I think it will be the opposite. AI causes cognitive decline, in the future only the people who don't use AI will retain their ability to think. Same as smartphone usage, the less the better.
One could argue (truthfully!) that cars cause the decline of leg muscles. But in many situations, cars are enough better than walking, so we don't care.
AI may reach that point - that it's enough better than us thinking that we don't think much anymore, and get worse at thinking as a result. Well, is that a net win, or not? If we get there for that reason, it's probably a net win[1]. If we get there because the AI companies are really good at PR, that's a definite net loss.
All that is for the future, though. I think that currently, it's a net loss. Keep your ability to think; don't trust AI any farther than you yourself understand.
[1] It could still not be a net win, if AI turns out to be very useful but also either damaging or malicious, and lack of thinking for ourselves causes us to miss that.
You’re really saying that getting worse at thinking may be a net win, and comparing atrophied leg muscles to an atrophied mind? I think humanity has lost the plot.
Java and Assembly are the same in the dimension of cognitive burden.

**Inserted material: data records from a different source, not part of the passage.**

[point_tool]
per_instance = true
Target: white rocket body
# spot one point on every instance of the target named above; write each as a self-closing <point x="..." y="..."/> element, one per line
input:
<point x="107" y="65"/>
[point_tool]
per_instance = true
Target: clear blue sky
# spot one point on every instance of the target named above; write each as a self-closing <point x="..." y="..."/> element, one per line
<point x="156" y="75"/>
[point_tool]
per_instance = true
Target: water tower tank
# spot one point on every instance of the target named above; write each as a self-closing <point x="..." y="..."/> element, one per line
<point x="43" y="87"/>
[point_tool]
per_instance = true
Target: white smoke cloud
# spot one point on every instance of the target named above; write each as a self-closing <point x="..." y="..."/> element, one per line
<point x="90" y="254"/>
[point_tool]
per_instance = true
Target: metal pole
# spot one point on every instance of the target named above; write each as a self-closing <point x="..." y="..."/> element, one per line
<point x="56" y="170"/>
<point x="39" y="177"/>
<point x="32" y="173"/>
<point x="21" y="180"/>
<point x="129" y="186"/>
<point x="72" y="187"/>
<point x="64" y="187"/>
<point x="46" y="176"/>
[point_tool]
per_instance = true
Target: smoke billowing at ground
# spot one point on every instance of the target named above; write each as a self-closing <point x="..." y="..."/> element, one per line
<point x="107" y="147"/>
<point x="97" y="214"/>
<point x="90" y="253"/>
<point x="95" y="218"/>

Trying to reason about this fundamentally new thing with analogies like this will not work.
That comparison kind of makes my point though. Sure you can bury your face into Tik Tok for 12hrs a day and they do kind of suck at Excel but smartphones are massively useful and used tools by (approximately) everyone.
Someone not using a smartphone in this day and age is very fairly a 'luddite'.
I disagree, smartphones are very narrowly useful. Most of the time they're used in ways that destroy the human spirit. Someone not using a smartphone in this day and age is a god among ants.
A computer is a bicycle for the mind; an LLM is an easy-chair.